- Crude Oil Awaits FOMC Outcome at Critical Technical Support Level
- Gold, Silver to Decline if Federal Reserve Falls Short on New Stimulus
WTI Crude Oil (NY Close): $86.92 // +1.11 // +1.29%
As we suspected yesterday, crude prices edged higher yesterday in anticipation of the Federal Reserve monetary policy announcement due on Wednesday, with hopes running high that Ben Bernanke and company will offer another round of stimulus to bolster the shaky economic recovery. As we pointed out earlier, we suspect policymakers will fall short of another round of asset purchases (a so-called QE3), with the most aggressive step to be undertaken being an approach dubbed Operation Twist.

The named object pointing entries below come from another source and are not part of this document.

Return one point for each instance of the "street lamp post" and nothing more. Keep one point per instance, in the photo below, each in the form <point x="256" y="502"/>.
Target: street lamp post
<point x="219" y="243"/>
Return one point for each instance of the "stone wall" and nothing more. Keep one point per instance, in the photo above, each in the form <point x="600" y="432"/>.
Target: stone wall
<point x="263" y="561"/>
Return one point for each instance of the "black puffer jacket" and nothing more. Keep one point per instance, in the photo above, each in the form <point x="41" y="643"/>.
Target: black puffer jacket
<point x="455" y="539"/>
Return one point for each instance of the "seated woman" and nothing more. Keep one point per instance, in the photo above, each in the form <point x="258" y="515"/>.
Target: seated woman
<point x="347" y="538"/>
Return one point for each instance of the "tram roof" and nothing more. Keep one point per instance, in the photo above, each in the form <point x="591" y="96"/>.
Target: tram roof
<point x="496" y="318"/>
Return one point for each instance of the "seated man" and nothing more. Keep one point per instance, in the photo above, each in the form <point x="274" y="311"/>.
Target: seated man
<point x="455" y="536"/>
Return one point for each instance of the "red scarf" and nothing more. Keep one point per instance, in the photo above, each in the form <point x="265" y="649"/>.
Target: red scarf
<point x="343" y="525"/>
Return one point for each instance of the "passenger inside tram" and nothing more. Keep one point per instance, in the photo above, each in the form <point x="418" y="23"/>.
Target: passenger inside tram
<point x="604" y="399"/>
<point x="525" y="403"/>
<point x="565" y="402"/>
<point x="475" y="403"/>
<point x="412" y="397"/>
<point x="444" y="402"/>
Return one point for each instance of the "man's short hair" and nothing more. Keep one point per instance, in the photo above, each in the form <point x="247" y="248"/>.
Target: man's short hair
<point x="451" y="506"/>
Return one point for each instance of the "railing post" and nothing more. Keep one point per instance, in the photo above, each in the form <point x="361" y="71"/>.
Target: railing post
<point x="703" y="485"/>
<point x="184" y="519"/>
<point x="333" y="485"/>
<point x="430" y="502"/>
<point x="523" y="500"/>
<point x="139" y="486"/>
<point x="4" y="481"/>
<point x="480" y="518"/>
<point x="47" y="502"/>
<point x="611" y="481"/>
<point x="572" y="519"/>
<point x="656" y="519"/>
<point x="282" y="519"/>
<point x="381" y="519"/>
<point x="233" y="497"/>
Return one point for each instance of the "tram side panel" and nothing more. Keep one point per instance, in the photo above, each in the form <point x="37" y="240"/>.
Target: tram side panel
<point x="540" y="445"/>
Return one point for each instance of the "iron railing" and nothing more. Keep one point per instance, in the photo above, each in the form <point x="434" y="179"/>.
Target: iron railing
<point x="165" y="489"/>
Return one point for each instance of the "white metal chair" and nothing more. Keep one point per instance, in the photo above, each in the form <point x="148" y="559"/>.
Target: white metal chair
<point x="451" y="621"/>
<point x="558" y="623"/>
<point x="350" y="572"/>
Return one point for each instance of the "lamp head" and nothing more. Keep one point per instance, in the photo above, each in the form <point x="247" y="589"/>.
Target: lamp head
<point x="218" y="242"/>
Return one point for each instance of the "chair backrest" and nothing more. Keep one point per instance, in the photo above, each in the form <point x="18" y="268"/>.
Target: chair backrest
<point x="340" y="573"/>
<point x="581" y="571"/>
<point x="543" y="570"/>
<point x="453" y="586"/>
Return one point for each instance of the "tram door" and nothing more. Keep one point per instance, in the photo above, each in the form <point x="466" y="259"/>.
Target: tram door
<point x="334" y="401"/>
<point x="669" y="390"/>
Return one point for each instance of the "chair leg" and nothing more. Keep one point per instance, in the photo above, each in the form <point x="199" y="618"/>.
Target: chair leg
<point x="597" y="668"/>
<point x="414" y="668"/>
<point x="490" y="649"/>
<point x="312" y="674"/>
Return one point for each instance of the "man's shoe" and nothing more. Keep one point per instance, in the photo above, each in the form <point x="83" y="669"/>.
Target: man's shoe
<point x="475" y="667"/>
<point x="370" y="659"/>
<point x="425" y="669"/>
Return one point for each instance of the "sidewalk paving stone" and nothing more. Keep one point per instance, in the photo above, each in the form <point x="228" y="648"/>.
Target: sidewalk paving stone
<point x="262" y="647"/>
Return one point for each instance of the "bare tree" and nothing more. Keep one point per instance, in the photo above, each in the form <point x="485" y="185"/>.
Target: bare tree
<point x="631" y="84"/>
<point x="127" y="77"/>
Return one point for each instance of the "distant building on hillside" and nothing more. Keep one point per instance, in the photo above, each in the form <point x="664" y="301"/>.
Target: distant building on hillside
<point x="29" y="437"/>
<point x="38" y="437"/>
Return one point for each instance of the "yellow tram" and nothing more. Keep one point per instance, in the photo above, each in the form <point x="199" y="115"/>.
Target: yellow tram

The scheme refers to a twisting of the yield curve - a process meant to lower long-term interest rates - by directing the Fed's reinvestment of proceeds from securities already on its balance sheet toward bonds with maturities further out into the future. While it depends to be seen what such an outcome will mean for risk appetite, a key consideration for crude as the WTI contract continues to closely mirror the S&P 500, anything that does not imply a further expansion of the balance sheet seems likely to be seen as a relatively incremental and so be met with disappointing across financial markets.
On the technical front, prices are perched just above support at $84.61 - the 23.6% Fibonacci extension level - with a break below this boundary exposing the 38.2% level at $80.97 and validating the longer-term bearish implications of a Flag consolidation chart pattern. Initial resistance remains at the top of a falling channel set from early May, now squarely at the $89.00 figure.
Spot Gold (NY Close): 1803.63 // +24.95 // +1.40%
As with crude, all eyes are on the outcome of the FOMC monetary policy meeting. An outcome that doesn't imply a further expansion of the Fed's balance sheet - which is our favored scenario - is likely to weigh on prices, eroding demand for the yellow metal as an alternative store of value to counter would-be dilution of the US Dollar's value implied by additional asset purchases.
Such a turn events would validate the technical setup, which points to the formation of a double top below the $1900/oz figure marked by a pair of Bearish Engulfing candlestick patterns. Near-term support remains in the $1702.90-1745.25 range, with resistance a rising trend line set from early June (now at $1838.16) that had previously acted as support.
Spot Silver (NY Close): $39.79 // +0.12 // +0.31%
Positioning is little changed from yesterday, with prices wedged between support at the August 25 low ($38.73) and the 61.8% Fibonacci extension level ($40.01). While the overall technical setup points to weakness after prices completed a Head and Shoulders top below the $44.00 figure, little can be said with certainty until the outcome of the Federal Reserve policy statement crosses the wires. As with gold, anything that keeps the central bank's balance sheet static is likely to renewed selling pressure, while the introduction of aggressive new stimulus can be expected to have the opposite effect.